In the case that $X_1,\ldots,X_n$ are uncorrelated, this is the same as saying $\Sigma$ is a diagonal matrix, in which case the pdf splits, giving independence.

Your second question is a general question about independent random variables. Let $X,Y$ be independent (for convenience, continuous) random variables with pdfs $f_X,f_Y$, respectively. Then the joint pdf is $f_{X,Y}(x,y)=f_X(x)f_Y(y)$. Then the conditional pdf of $x$ given $y$ is $$f_{X|Y}(x|y) = \frac{f_{X,Y}(x,y)}{f_Y(y)}=f_X(x).$$ Similarly, the marginal pdf for $X$ is just $$\int f_{X,Y}(x,y)dy = f_X(x)\int f_Y(y)dy=f_X(x).$$

The $y$ in the conditional is assumed to come from $\mathcal{Y}:=\{y\in \mathbb{R}:f_Y(y)>0\}$ so that we avoid dividing by zero. This isn't an issue in the normal case.

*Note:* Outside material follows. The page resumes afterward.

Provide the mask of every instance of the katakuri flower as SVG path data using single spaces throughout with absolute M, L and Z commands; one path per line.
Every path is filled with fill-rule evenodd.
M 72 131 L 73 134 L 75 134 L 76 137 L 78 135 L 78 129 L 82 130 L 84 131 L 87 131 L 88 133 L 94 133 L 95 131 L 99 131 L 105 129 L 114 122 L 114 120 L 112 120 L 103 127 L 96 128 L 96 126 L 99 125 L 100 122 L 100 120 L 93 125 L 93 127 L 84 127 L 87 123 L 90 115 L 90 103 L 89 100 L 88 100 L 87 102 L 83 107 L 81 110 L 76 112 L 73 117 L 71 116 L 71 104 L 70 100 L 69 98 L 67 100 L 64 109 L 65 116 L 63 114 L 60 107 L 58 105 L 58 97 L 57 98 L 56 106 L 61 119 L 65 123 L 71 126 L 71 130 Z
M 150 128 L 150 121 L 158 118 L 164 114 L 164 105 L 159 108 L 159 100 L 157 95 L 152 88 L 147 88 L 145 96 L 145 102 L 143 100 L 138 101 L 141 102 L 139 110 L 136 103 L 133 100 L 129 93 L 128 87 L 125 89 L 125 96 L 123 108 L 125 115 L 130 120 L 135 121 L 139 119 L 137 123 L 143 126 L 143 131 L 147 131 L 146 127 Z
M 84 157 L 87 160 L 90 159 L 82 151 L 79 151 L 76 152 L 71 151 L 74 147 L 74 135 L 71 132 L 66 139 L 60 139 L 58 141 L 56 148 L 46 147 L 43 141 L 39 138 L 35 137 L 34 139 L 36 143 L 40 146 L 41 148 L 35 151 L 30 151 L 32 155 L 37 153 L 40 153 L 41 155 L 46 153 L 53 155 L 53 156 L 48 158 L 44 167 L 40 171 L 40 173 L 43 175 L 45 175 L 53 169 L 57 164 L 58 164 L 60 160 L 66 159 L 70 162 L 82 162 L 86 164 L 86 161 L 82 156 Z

Your proposed explanation is exactly the correct one: The joint pdf should have level sets that are ellipses. Each ellipse gets narrower as you go along the $y$ axis. But when you divide (normalize) by the $f_Y(y)$, the segments will become the same. That's because the form of the pdf is $f_X(x)f_Y(y)$, we can see that the scaling factor is exactly $f_Y(y)$.